Embodied among those “essential constraints” are the limits which give rise to liberty in the first place. Freedom, at its core, is all about choice; choices Obama appears to not want us to have. Obama proposes a sort of “Use It or Lose It” plan to force oil companies to drill on particular oil fields; figuring out why he knows better than the oil companies which fields to drill when, and exactly what his mechanism is for making the oil companies “Lose It” are apparently left as exercises to the reader. And that was just the most obvious example. By taxing “the rich” to fund Obama’s pet projects, Obama does as most Democrats do in believing that they know better than I do what is and isn’t the right thing for me to buy.

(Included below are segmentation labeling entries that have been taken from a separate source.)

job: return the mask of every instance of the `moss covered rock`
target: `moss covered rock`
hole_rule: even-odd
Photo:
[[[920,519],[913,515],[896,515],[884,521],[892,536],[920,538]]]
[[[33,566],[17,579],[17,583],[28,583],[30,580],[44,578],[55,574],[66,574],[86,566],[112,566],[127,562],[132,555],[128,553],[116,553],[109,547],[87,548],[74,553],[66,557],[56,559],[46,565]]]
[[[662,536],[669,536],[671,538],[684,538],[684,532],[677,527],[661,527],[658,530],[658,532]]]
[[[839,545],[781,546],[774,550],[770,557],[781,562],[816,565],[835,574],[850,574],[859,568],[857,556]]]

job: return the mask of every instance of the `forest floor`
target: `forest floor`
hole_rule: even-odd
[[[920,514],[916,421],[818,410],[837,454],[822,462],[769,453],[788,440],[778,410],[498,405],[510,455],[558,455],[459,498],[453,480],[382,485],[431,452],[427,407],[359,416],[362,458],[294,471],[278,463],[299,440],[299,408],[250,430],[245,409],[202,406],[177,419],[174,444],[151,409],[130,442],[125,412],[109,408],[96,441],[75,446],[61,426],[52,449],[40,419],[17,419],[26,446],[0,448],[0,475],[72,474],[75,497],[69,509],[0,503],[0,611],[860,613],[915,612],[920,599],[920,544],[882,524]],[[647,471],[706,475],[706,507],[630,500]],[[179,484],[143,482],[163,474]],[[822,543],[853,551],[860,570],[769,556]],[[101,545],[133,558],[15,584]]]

But in the end, the thing that has been and remains the most frightening thing to me about Obama is his view on the courts. Repeatedly throughout his campaign, when asked what qualities he believes are important in a judge, his answers have never included such critical things as knowledge of or adherence to the law. Obama seeks judges with compassion, who will stand up for civil rights and the disadvantaged. While these are certainly nice qualities to look for, the proper role of the courts as the “least dangerous branch” requires that such considerations be trumped a thousand times over by the need for judges to remain within the law. Through his votes in the Senate, his statements on the campaign trail, his seven year old attempt to describe the Warren court as somehow being not “that radical,” it is apparent that Obama’s belief in the role of the courts is that America should — in eight years time — be turned over to absolute governance by the judiciary.
Rule by unelected elites is hardly my idea of democracy. The curtailment of free choice is certainly not my idea of liberty. And yet, the nation is sure to celebrate the rise of President Obama just the same. But perhaps if we’re lucky, the 1960s will come calling, to ask us to give them their failed policies back.